DCA Boards & Bureaus Covered
The Box folder ships one file per board / bureau. The actor's category-tagger maps each board to a high-level bucket so downstream stacks can group records without parsing names.
Health care
| Board / Bureau | Code | Examples of license types |
|---|---|---|
| Board of Pharmacy | PHA | Registered Pharmacist, Pharmacy Technician, Pharmacy, Wholesaler, Compounding facility |
| Board of Registered Nursing (BRN) | RN | Registered Nurse, Nurse Practitioner, CNS, CNM, CRNA, Public Health Nurse |
| Board of Vocational Nursing & Psychiatric Technicians (BVNPT) | LVN | Licensed Vocational Nurse, Psychiatric Technician |
| Medical Board of California (MBC) | MBC | Physician & Surgeon (MD), Podiatric Physician, Midwife, Polysomnographic Tech |
| Physician Assistant Board | PAB | Physician Assistant |
| Osteopathic Medical Board | OMB | Osteopathic Physician & Surgeon (DO) |
| Dental Board of California (DBC) | DBC | Dentist (DDS), Registered Dental Assistant, Oral & Maxillofacial Surgeon |
| Dental Hygiene Board | DHBC | Registered Dental Hygienist, RDH in Alternative Practice |
| State Board of Optometry | OPT | Optometrist, Spectacle Lens Dispenser |
| Board of Psychology | PSY | Licensed Psychologist, Registered Psychology Assistant |
| Veterinary Medical Board | VMB | Veterinarian, Registered Veterinary Technician, Veterinary Premises |
| Board of Chiropractic Examiners | CHIRO | Doctor of Chiropractic |
| Acupuncture Board | ACU | Licensed Acupuncturist |
| Naturopathic Medicine Committee | NMC | Naturopathic Doctor |
| Respiratory Care Board | RCB | Respiratory Care Practitioner |
| Occupational Therapy Board | OTB | Occupational Therapist, COTA |
| Physical Therapy Board | PTB | Physical Therapist, PTA |
| Board of Behavioral Sciences (BBS) | BBS | LMFT, LCSW, LPCC, LEP, plus their registered associates and trainees |
| Speech-Language Pathology Board | SLPAB | SLP, Audiologist, Hearing Aid Dispenser |
| Hearing Aid Dispensers Bureau | HAD | Hearing Aid Dispenser |
| Dietetics & Nutrition Board | DIET | Registered Dietitian (where state-credentialed) |
Building, engineering & design
| Board / Bureau | Code | Examples |
|---|---|---|
| Contractors State License Board (CSLB) | CSLB | Class A General Engineering, Class B General Building, Class C specialty contractors (electrical C-10, plumbing C-36, HVAC C-20, roofing C-39, etc.) |
| Board of Professional Engineers, Land Surveyors & Geologists (BPELSG) | BPELSG | Civil, Electrical, Mechanical, Structural, Fire Protection, Geotechnical engineers; Land Surveyors; Geologists; Geophysicists |
| California Architects Board | CAB | Licensed Architect |
| Landscape Architects Technical Committee | LATC | Licensed Landscape Architect |
Business & finance
| Board / Bureau | Code | Examples |
|---|---|---|
| California Board of Accountancy (CBA) | CBA | Certified Public Accountant (individual & firm) |
| Cemetery & Funeral Bureau | CFB | Cemetery brokers, funeral directors, embalmers, crematories |
Personal care
| Board / Bureau | Code | Examples |
|---|---|---|
| Board of Barbering & Cosmetology (BBC) | BBC | Cosmetologist, Barber, Esthetician, Manicurist, Electrologist, Establishment |
Legal & specialty
| Board / Bureau | Code | Examples |
|---|---|---|
| Court Reporters Board | CRB | Certified Shorthand Reporter |
| State Athletic Commission | SAC | Boxers, MMA fighters, promoters, matchmakers, seconds |
| Guide Dogs for the Blind Board | GDB | Guide dog trainers, schools |
The exact set of files in the Box folder shifts month to month as DCA reorganises its bureaus.

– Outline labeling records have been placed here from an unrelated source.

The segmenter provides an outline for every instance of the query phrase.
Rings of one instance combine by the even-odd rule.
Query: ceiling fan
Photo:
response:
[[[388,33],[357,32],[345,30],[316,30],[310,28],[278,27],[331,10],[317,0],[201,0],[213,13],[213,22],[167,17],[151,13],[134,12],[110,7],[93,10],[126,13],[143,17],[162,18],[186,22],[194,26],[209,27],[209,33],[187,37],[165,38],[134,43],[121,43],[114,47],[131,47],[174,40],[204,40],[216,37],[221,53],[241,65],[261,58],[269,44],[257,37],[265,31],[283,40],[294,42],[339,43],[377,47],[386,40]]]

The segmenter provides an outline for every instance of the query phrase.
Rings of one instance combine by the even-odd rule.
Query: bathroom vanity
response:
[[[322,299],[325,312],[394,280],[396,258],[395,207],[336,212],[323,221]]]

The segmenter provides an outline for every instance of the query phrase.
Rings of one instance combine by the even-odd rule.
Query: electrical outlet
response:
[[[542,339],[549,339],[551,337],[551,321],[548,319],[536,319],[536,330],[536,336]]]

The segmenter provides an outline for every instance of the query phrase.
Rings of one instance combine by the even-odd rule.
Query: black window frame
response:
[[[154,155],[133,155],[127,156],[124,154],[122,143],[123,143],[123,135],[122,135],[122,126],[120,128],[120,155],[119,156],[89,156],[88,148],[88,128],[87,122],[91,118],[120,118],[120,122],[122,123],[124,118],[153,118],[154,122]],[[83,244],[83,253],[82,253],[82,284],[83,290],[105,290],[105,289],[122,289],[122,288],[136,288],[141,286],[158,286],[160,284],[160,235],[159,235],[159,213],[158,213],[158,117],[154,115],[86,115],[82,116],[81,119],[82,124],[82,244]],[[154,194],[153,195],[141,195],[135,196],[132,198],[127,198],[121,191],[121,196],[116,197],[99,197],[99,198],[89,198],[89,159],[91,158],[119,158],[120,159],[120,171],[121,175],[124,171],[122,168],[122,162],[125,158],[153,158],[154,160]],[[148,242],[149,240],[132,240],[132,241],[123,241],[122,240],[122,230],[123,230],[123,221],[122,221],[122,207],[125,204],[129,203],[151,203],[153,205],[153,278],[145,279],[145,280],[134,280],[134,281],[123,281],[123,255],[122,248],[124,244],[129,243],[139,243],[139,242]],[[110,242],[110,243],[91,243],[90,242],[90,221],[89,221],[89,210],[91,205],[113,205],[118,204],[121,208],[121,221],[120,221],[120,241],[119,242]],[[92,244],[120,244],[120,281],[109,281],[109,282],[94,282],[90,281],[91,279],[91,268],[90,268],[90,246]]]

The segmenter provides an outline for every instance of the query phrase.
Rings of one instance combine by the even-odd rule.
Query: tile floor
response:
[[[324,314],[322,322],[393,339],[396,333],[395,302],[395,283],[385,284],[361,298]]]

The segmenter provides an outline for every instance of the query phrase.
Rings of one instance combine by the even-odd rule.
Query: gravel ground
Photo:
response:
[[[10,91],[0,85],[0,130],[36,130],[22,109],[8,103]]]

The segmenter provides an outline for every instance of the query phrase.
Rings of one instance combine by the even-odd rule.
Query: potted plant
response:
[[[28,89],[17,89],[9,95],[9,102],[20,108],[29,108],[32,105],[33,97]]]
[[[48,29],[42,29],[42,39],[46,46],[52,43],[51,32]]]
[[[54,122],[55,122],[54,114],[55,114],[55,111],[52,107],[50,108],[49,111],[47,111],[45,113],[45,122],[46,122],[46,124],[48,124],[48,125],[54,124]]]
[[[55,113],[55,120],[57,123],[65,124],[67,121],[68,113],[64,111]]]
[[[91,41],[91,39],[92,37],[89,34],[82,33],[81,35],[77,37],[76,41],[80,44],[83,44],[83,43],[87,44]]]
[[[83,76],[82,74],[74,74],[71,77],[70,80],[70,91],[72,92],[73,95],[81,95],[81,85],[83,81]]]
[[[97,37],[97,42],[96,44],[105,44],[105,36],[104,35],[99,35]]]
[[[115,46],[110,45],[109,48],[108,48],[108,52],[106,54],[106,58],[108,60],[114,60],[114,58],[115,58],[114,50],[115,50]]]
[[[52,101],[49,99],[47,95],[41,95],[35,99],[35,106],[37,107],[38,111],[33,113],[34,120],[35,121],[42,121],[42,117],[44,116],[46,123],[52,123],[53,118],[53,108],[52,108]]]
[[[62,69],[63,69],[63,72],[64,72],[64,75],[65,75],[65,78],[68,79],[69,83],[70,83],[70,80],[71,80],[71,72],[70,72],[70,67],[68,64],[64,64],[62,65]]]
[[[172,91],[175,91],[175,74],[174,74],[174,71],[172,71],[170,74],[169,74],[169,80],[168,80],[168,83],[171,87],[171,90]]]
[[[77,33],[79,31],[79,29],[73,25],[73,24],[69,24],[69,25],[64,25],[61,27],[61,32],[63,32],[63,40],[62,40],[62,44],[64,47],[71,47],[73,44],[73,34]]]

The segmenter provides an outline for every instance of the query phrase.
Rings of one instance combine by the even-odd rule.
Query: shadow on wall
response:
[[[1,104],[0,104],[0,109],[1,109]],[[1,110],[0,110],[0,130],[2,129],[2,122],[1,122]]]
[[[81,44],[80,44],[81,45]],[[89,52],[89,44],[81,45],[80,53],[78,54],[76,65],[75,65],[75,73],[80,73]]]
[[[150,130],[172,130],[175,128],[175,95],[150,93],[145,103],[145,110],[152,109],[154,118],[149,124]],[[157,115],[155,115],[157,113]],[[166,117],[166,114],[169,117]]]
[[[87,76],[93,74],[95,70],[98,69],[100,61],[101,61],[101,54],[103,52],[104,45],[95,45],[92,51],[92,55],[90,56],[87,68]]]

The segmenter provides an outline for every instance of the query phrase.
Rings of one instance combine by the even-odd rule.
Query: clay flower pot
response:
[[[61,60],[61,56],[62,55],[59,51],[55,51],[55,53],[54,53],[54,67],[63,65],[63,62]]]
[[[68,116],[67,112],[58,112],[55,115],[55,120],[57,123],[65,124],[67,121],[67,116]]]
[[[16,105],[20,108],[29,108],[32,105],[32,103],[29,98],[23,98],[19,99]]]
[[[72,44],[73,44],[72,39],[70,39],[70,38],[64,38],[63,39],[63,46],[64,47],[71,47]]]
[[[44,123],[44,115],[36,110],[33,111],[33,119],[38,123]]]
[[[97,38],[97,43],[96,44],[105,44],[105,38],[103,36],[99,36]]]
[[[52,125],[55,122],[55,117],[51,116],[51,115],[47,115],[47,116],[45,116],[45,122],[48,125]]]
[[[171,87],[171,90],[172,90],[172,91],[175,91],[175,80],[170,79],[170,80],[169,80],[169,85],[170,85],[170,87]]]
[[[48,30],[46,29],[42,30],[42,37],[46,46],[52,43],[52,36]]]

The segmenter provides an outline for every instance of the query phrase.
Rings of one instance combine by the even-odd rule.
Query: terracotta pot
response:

The actor always reflects whatever DCA currently publishes.
Use Cases
Healthcare staffing, locum tenens & travel nursing
California is the largest healthcare labour market in the United States. Travel nursing, locum physician, locum pharmacist and allied-health agencies use this dataset to:
- Verify a candidate's CA license before sending a credentialing packet to a hospital system or PBM.
- Source candidates by metro — every active RN in Los Angeles, every active RPh in San Francisco, every active LMFT in San Diego.
- Refresh expiration dates monthly so credentials never lapse mid-assignment and JCAHO / DNV audits stay clean.
- Filter out cancelled and expired licensees automatically with
licenseStatus: "current". - Cross-board match — find professionals dual-licensed as RN + LMFT or RPh + PharmD for high-tier assignments.
Compliance, credentialing & primary-source verification (PSV)
Hospital systems, PBMs, MSOs, telehealth platforms and Medicaid managed-care plans use bulk DCA data to:
- Automate monthly PSV for every CA-licensed prescriber, dispenser or therapist on payroll.
- Catch status changes (
current→delinquent/cancelled) within the monthly refresh window. - Maintain audit-ready logs with the
scrapedAttimestamp on every record. - Replace expensive per-lookup verification subscriptions that bill per query.
- Document due diligence for The Joint Commission, URAC, NCQA, DMHC and DEA inspector audits.
- Detect dual practice — a pharmacist also showing up as a CSLB contractor is a red flag worth a closer look.
B2B sales & California-focused lead generation
Pharma reps, medical-device vendors, EHR / EMR companies, pharmacy management software, contractor SaaS, accounting tooling and PoS providers use the dataset to:
- Build city- or county-targeted CA lead lists filtered by board, license type or facility size.
- Identify newly issued licenses by diffing this month's run against last month's — fresh contractors, fresh CPAs, fresh dispensaries to onboard.
- Route territory assignments by ZIP, county or DMA.
- Enrich CRM records (Salesforce, HubSpot, Pipedrive, Apollo) with current license status, expiration and category.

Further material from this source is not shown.